Badran bringt Maurer damit etwas ins Dilemma, denn Jeremias Gotthelf wird bei der SVP, insbesondere von Christoph Blocher, vergöttert. Dass sie ausgerechnet mit Gotthelf Bundesrat Maurer vom Nutzen der modernen Medizin überzeugen will, ist etwas frech.
Aber sie hätte dazu wohl sogar den Segen von Gotthelf-Experte Blocher. Dieser lobt gerne landauf, landab, in Sonntagsreden vor zahlreichem Publikum den «unbequemen Querdenker». «Gotthelf wusste: Manchmal muss man laut und unanständig sein», so Blochers Erkenntnis. Nur widerspricht in seinem Roman der Querdenker Gotthelf den Querdenkern von 2021.
Wer Parallelen sucht, der findet
Ob Maurer die DVD auch anschaut: Zweifel sind angebracht. Schliesslich widmet er sich lieber einem «guten Buch», als TV zu schauen, geschweige denn ein DVD-Gerät zu bedienen. Tut er es, wird er erkennen: Hinter Gotthelf, Maurer und Corona steckt noch viel mehr.
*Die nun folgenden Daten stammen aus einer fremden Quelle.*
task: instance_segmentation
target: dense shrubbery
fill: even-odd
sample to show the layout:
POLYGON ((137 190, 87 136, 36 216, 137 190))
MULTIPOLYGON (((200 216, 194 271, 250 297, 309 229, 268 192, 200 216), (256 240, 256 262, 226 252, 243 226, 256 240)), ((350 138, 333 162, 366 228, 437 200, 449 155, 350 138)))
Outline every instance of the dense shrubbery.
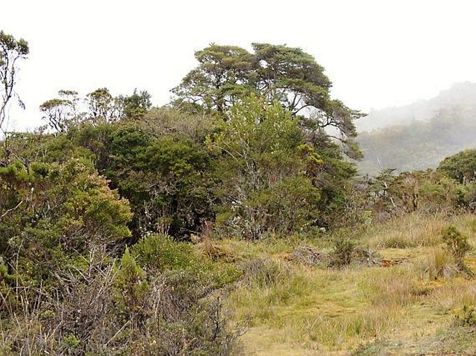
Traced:
MULTIPOLYGON (((245 284, 277 285, 285 269, 222 262, 214 235, 315 237, 474 206, 468 153, 436 171, 356 184, 345 158, 360 156, 351 139, 361 114, 330 99, 322 68, 300 49, 254 46, 199 52, 175 108, 151 109, 147 92, 61 91, 40 106, 47 127, 4 137, 0 353, 229 355, 224 290, 242 273, 245 284), (229 65, 210 86, 210 69, 229 65)), ((462 268, 463 237, 443 238, 462 268)), ((363 255, 347 238, 333 251, 333 265, 363 255)))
Man muss dazu gar nicht die berühmteste Gotthelf-Verfilmung «Ueli der Knecht» bemühen. «Anne Bäbi Jowäger» tut es nämlich auch. Eine wichtige Figur darin ist die Seifenverkäuferin namens Maurer-Vreni. In der Verfilmung von Franz Schnyder von 1960 wird sie gespielt von Anneliese Egger. Sie erhielt Rollen in Schnyder-Filmen durch ihre Kollegin am Berner Atelier-Theater, Linda Geiser.
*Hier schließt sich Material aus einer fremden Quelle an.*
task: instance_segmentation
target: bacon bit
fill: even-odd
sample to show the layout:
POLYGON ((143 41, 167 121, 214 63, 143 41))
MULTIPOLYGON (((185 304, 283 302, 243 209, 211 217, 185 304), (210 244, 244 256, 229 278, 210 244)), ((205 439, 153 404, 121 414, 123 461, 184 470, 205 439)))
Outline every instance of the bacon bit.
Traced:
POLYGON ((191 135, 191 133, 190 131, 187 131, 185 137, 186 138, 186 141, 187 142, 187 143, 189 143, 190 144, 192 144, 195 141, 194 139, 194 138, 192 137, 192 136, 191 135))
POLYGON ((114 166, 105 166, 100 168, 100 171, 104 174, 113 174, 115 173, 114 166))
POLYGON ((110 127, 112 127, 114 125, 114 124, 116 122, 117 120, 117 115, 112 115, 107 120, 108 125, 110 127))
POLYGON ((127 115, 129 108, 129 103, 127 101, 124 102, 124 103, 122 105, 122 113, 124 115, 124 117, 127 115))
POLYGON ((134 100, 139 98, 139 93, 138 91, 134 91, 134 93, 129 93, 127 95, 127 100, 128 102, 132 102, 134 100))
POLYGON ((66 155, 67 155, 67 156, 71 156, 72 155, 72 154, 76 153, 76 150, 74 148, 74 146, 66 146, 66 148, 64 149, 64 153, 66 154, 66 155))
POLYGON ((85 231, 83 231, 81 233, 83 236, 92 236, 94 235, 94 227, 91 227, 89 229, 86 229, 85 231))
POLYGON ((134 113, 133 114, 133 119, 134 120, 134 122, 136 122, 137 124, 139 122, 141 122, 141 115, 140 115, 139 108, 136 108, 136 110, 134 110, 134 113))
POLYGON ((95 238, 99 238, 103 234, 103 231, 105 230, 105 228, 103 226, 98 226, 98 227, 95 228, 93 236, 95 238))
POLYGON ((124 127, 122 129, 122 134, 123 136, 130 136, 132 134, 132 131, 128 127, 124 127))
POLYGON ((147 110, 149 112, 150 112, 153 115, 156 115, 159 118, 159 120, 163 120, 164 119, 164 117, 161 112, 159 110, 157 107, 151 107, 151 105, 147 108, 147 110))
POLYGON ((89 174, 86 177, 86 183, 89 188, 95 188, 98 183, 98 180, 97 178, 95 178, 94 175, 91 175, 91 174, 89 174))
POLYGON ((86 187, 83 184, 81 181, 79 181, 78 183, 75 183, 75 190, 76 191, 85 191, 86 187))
Diese spielt im selben Film die Lisi vom Ziberlihoger und ist die heute wohl bekannteste Schauspielerin der Schnyder-Besetzung. Geiser spielte nämlich auch Johanna Blanc bei «Lüthi und Blanc». Geboren ist sie 1935 in Köniz bei Bern, wo auch der Sitz des… BAG ist. Soll noch einer sagen, an Verschwörungstheorien sei nichts dran.